Jacqueline (Clotilde Joano) is pursued throughout the film by a mysterious man on a motorcycle. She is attracted to him, to the point of turning down other men, even though they had never met.  Early on, she touches his motorcycle in a semi-erotic, semi-fetishistic manner, and she is not shy to look back when she spots him.

After the two finally meet, they proclaim their love for each other, and the man takes the Jacqueline to the forest. In the film’s most shocking act, he strangles her, and then flees the scene of the crime on his motorcycle, leaving her corpse behind.

But there is a ray of hope.  In the last scene, set in a club, a girl (a fifth one) is asked to dance by a man (who remain faceless).  She then lifts her eyes and stares directly at the camera, suggesting that life goes on.

The story is loose and episodic, but it is full of rich detail, conveyed through Chabrol fluent naturalism and technical mastery.  The tale unfolds as a multi-nuanced study of four characters, placing them in their immediate surrounding of Parisian life, day and night. Significantly, Chabrol shows a rather vacuous and grim Paris, lacking the charm and romantic image that the city is associated with.

Shot smoothly and elegantly in black-and-white by Henri Decae, Bonnes Femmes demonstrates one of the basic tenets of the New Wave, that the telling is more important than the tale, that great acting and fluid direction can elevate the most melodramatic, and occasionally dreary and banal, material.

Two of the four actresses, Bernadette Lafont and Stephane Audran, went on to become major figures of French and international cinema.  Audran, who was married to director Chabrol, collaborated with him on many other films.

Like other Chabrol films, Bonnes Femmes is emotionally affecting, but laced with ironic tone and witty observation of ordinary human foibles.  While showing empathy for each member of the quartet, Chabrol avoids judgment of any kind. Even the unexpected murder in the last reel, chillingly dark and heartbreaking as it is, is depicted in a non-sentimental manner.

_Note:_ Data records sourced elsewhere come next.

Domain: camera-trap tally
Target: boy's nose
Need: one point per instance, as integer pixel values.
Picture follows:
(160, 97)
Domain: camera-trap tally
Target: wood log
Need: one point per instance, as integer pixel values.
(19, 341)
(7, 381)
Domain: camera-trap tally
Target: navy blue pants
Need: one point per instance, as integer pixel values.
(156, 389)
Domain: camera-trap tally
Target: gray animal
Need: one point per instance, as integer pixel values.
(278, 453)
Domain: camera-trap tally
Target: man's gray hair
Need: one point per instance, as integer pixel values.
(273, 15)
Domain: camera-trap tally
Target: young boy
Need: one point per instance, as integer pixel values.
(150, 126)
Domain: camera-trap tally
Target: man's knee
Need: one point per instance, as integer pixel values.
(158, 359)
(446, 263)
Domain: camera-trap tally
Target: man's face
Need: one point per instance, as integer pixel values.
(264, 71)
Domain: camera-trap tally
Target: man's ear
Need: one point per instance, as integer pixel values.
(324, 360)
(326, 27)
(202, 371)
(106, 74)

The women in Bonnes Femmes know that they exist in a male-dominated (sexist) milieu, and while some of them embrace that ideology by simply trying to survive or fit in, others are trying to break away by taking the kinds of risks and adventures not expected of “good girls” by their bourgeois society.

Seen from today’s perspective, Bonnes Femmes offers an even more scathing indictment of a patriarchal society that actively suppresses any genuine expression of a distinctly female spirit.  

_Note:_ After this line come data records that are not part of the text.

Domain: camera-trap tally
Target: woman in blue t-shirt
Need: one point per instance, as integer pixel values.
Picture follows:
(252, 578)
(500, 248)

Decades after it was made, Bonnes Femmes continues to impress, largely due to the fresh performances of the entire ensemble and the immediacy of the on-location shooting.

Bernadette Lafont — Jane
Clotilde Joano — Jacqueline
Stéphane Audran — Ginette
Lucile Saint-Simon — Rita
Mario David — Andre Lapierre (the motorcyclist)
Pierre Bertin — Belin (the shop owner)
Ave Ninchi — Madame Louise
Jean-Louis Maury — Marcel
Albert Dinan — Albert
Sacha Briquet — Henri
Claude Berri — Jane’s boyfriend


Directed by Claude Chabrol
Produced by Raymond Hakim and Robert Hakim
Written by Claude Chabrol and Paul Gégauff
Music by Pierre Jansen and Paul Misraki
Cinematography: Henri Decaë
Running time: 100 minutes


I am grateful to the late critic Andrew Sarris, who had consistently shown Bonnes Femmes in film classes at Columbia University (where I first saw it as a student).  In 2011, when he became ill, I was honored to take over his course  and discuss that film with a younger generation of film students.